Добавить в цитаты Настройки чтения

Страница 71 из 88

По традиции, когда женщина выходила замуж, ей давали в приданое ковер, который она приносила в дом мужа. Ковер ткали родственницы со стороны матери. Жених дарил невесте золотой браслет в виде змеи и ожерелье из монет.

Женщины данного региона не знали ни футов, ни метров, ни другой системы измерения пряжи или ковров. Считалось лишь, сколько раз женщина повернула голову во время работы.

– Поначалу местные боялись и думали, что чужаки явились их эксплуатировать, – рассказывала Халиме. – Большинство женщин выступали против проекта, но некоторые решили попробовать. После того как они добились успеха, другие тут же передумали и тоже захотели участвовать. Сначала организаторы устроили общее собрание для всех женщин региона. Они сказали: «Вы хорошие ткачихи, и мы заплатим вам за труд и поможем улучшить вашу жизнь». Всем раздали натуральную шерсть, которую нужно было почистить. Фонд завез нужные инструменты и дал каждой женщине свою работу: одни очищали шерсть, другие окрашивали ее, третьи пряли. Самая тяжелая работа, требующая наиболее сложных навыков, – окрашивание.

– Что думают мужчины об этих переменах?

– Им понравилось, потому что женщины стали много зарабатывать, – ответила Халиме. – Мужчины служат в армии и правительстве, заняты в сельском хозяйстве, здравоохранении, образовании, на госслужбе. Крестьян становится все меньше из-за отсутствия воды для орошения и засухи. Мы держим овец и коз, однако в засуху много скота полегло – животных просто нечем стало кормить. Государство организовывает природные заповедники, а это тоже уменьшает площадь пахотных земель.

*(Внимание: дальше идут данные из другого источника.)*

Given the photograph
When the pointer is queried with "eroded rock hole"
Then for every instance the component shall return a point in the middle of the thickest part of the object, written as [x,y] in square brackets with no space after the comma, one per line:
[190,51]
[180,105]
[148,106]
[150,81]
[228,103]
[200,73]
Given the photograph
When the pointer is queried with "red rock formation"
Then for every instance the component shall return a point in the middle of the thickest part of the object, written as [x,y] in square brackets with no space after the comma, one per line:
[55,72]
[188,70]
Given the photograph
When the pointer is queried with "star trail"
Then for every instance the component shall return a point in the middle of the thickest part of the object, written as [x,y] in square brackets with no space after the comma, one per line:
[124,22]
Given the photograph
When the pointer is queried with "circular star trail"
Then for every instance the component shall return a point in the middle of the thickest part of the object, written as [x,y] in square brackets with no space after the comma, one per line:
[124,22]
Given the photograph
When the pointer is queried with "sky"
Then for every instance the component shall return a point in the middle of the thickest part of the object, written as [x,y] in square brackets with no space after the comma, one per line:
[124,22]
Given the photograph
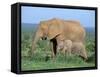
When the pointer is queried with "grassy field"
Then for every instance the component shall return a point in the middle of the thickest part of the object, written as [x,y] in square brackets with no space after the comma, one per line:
[41,59]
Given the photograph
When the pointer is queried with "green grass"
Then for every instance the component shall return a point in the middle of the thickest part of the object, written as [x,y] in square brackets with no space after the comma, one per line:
[41,59]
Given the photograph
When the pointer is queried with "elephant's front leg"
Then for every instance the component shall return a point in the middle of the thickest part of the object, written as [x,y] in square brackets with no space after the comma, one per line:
[53,46]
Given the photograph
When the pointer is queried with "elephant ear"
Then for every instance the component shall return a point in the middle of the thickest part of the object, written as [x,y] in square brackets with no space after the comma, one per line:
[53,31]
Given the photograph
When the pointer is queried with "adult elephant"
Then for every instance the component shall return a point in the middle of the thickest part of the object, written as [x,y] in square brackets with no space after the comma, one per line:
[57,29]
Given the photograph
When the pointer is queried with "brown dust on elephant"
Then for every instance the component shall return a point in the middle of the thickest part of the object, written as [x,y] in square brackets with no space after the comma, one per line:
[58,29]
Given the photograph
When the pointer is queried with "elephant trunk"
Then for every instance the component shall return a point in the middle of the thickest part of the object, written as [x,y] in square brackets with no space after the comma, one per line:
[34,42]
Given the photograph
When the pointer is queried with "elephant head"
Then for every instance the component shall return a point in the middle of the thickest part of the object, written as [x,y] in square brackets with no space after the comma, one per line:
[46,30]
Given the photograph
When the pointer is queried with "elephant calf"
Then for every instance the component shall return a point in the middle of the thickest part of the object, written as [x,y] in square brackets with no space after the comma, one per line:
[72,47]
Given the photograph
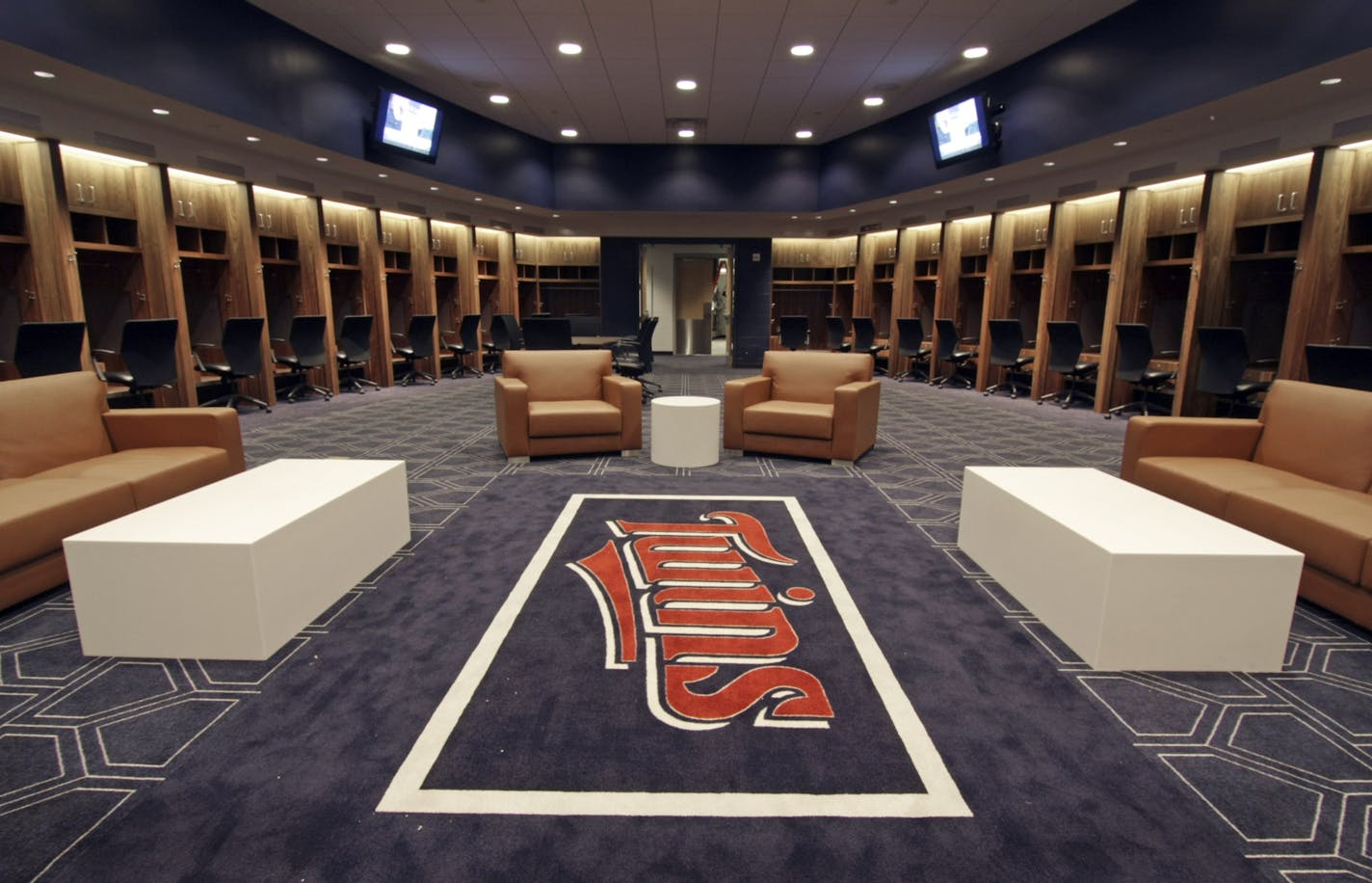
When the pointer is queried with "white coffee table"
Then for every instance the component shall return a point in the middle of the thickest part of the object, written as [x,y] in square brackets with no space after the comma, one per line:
[235,569]
[685,432]
[1128,578]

Мы провели с Халиме более двух часов.

– Мы хотим привлечь в этот регион туристов, которые захотели бы пожить в семьях и побольше узнать о традиционном укладе бедуинов, – сказала она и добавила: – Это место прекрасно подходит для людей, интересующихся природой и историей. Нам нужны путешественники, которые захотят принимать участие в нашей жизни: доить коров, ходить на свадьбы, жить в семьях.

Жаль, что я не встретила ее тридцать восемь дней назад! Мне стоило такого труда приоткрыть окошко в мир местных жителей, и я была бы счастлива пожить в бедуинской семье. Но, к сожалению, мои сорок дней в Иордании подошли к концу.

Халиме пора было идти домой, но она проводила нас к месту с живописной панорамой Мертвого моря и показала Фирозу, где растут лекарственные растения; он собрал их, чтобы «отвести злой глаз» и дать своей матери, у которой было высокое давление. Чуть поодаль находились руины дворца, в котором, согласно легенде, томился в плену Иоанн Креститель и танцевала Саломея.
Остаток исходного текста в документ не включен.